As documents from the PM office indicate, impacts expected from the project are specifically: draw international and domestic tourism into the capital with the view of a healthy atmosphere for visitors; create employment for teeming youth and other professionals while at it boost the economies that will serve persons who come into contact with the project, increase the real estate value of current and future property development alongside the river project and to enhance green coverage and build the image of Addis Ababa as a city reflecting its name – New Flower.
The project will also be all the better for the country’s aviation industry. Last year, Bole International Airport, Africa’s biggest airline operator, has been named the gateway for air traffic into the continent beating Dubai to the accolade. Travel consultancy ForwardKeys said Addis Ababa airport had increased the number of international transfer passengers to sub-Saharan Africa for five years in a row, and in 2018 had surpassed Dubai, one of the world’s busiest airports, as the transfer hub for longhaul travel to the region.
Analysing data from travel booking systems that record 17 million flight bookings a day, Forward Keys found the number of long-haul transfers to sub-Saharan Africa via Addis Ababa jumped by 85 percent from 2013 to 2017. Transfers via Dubai over the same period rose by 31 percent.
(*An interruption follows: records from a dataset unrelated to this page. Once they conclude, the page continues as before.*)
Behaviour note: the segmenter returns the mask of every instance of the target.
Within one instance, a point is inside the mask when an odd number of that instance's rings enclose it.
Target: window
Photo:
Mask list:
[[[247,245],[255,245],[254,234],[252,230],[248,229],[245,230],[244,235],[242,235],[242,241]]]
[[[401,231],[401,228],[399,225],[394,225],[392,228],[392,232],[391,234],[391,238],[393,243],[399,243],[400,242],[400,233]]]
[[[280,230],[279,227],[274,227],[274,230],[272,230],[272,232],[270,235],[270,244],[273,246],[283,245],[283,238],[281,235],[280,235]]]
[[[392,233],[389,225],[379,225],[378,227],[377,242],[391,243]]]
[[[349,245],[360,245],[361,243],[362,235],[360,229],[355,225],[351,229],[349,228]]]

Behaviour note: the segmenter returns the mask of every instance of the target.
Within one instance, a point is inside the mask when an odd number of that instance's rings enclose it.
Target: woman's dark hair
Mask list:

As of November 2018, Addis Ababa’s growth was 18 percent, versus 3 percent for Dubai.
Dubai has long been a major global air travel hub because it is the base of Gulf carrier Emirates Ethiopian Airlines, the country’s most successful state company, is accelerating a 15-year strategy it launched in 2010 to win black market share on routes to and from Africa that are dominated by Turkish Airlines and Emirates.
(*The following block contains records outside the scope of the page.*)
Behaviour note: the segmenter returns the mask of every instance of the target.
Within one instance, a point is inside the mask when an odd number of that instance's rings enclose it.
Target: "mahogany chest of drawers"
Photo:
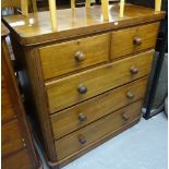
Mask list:
[[[164,12],[125,5],[4,17],[50,167],[60,168],[138,122]]]
[[[5,43],[8,29],[1,27],[1,155],[2,169],[40,168],[22,105]]]

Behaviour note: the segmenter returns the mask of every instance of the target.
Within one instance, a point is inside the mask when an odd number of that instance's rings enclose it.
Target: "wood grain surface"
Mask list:
[[[39,53],[44,79],[106,62],[109,58],[109,34],[104,34],[43,47]],[[82,61],[75,58],[81,57],[80,55],[83,55]]]
[[[154,50],[73,74],[60,80],[46,83],[50,112],[56,112],[74,104],[79,104],[98,94],[129,83],[147,75],[150,71]],[[132,74],[131,68],[138,69]],[[80,94],[77,87],[87,88],[85,94]]]
[[[51,125],[55,138],[58,140],[114,110],[143,99],[146,85],[147,76],[52,114]],[[128,97],[129,93],[133,98]],[[81,121],[80,116],[85,116],[85,120]]]
[[[81,148],[89,145],[90,143],[97,141],[104,135],[113,132],[116,129],[123,124],[136,119],[141,114],[142,100],[136,101],[130,106],[122,108],[100,120],[87,125],[72,134],[64,136],[56,142],[56,150],[58,154],[58,159],[63,159],[71,156],[73,153]],[[129,119],[124,120],[123,116]],[[84,144],[80,143],[80,136],[83,136],[86,142]]]
[[[159,23],[153,23],[111,33],[111,59],[131,55],[141,50],[154,48],[157,39]],[[141,45],[134,44],[140,38]]]

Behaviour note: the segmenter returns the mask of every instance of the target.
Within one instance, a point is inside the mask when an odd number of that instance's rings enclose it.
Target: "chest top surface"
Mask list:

It is also weaving a patchwork of new African routes to rapidly expanding and lucrative Asian markets. ForwardKeys also attributed the recent jump in bookings via Addis Ababa in part to a positive international response to the broad reforms introduced by Ethiopian Prime Minister Abiy Ahmed, who came to power in April and has upended politics in the Horn of Africa country of around 105 million people. And the new initiatives would help build a very clean and attractive city so that the number of people or travelers coming to Ethiopia would further increase.